To examine gene editing in human lymphoblastoid cells immortalized by Epstein-Barr virus transformation, human lymphoblastoid cell lines with or without sickle cell mutations were purchased from Corrie Institute (GM16265, with Sickle cell mutation; ID00085, with mutation in IL2RG gene). The lymphoblasts were cultured in RPMI 1640 with 2 mmol/L L-glutamine and 15% fetal bovine serum at 37° C. under 5% carbone dioxide. For LVLP and DLV transduction, 2×10⁵cells were added to 0.5 ml RPMI growth medium. Then Cas9/sgRNA RNP LVLPs were added to the cells. Polybrene was added in the medium to a final concentration of 8 μg/ml. Fresh medium was replaced twenty hour hours after transduction. The cells were collected 72 hours after transduction for DNA analysis by next-generation sequencing.

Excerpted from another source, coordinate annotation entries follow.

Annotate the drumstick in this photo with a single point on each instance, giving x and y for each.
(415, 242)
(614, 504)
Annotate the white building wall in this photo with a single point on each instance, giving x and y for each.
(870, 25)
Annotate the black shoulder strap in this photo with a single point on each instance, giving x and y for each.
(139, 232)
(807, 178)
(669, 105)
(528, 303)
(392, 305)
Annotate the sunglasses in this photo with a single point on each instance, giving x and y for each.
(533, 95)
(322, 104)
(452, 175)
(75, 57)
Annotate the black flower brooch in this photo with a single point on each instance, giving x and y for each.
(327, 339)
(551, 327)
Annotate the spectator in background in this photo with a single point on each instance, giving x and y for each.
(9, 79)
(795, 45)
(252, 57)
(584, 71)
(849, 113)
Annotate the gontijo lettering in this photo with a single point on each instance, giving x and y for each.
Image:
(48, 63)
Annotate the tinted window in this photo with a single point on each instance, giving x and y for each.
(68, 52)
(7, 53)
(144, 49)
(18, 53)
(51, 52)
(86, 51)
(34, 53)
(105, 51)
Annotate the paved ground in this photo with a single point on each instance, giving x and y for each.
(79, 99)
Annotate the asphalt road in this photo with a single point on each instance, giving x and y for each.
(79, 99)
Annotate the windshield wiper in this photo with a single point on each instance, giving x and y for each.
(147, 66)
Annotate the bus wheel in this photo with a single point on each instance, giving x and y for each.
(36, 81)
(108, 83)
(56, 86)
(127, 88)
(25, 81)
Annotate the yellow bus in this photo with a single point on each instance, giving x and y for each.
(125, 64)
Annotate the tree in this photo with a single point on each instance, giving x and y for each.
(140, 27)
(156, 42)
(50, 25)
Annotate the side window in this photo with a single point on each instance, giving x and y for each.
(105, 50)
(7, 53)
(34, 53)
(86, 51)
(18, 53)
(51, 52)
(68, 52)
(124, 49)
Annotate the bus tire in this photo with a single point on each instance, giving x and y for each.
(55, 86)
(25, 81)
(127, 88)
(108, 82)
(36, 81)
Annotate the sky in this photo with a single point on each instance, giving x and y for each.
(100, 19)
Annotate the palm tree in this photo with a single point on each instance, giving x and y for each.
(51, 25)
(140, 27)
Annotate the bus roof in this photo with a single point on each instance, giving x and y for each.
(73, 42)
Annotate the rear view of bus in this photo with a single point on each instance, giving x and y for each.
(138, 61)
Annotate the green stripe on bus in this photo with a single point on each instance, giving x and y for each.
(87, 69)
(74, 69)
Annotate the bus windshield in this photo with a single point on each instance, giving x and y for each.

Next-generation sequencing and data analysis The endogenous HBB target sequence and IL2RG target sequence, and the HBB and IL2RG target sequence in the integrated GFP-expression cassette were amplified for sequencing analysis. A nested PCR strategy was used to amplify the endogenous HBB target sequence to avoid amplifying the sequence from the viral vector template. First, primers HBB-1849F and HBB-5277R were used to amplify the 3.4 kb region from the HBB gene locus. These two primers cannot amplify sequences from the templates in the viral vectors. Then HBB-F1 and the HBB-F2 primers were used to amplify the target DNA for sequencing. To amplify the endogenous IL2RG target sequence, primers IL2RG-1029F and IL2RG-3301R were used to amplify the target region from the treated cells (unable to amplify sequences from the templates in the viral vectors), then primers IL2RG-F1 (SEQ ID NO: 90) and IL2RG-3301R were used to amplify the target DNA from the first PCR product for sequencing. To amplify the HBB target sequence from the integrated EGFP reporter for sequencing, Reporter-F and Reporter-R1 primers were used. The proofreading HotStart® ReadyMix from KAPA Biosystems (Wilmington, Mass.) was used for PCR. The purified PCR products were shipped to Genewiz Inc. (Morrisville, N.C.) to perform next generation sequencing (Amplicon EZ). Usually 50,000 reads/amplicon were obtained.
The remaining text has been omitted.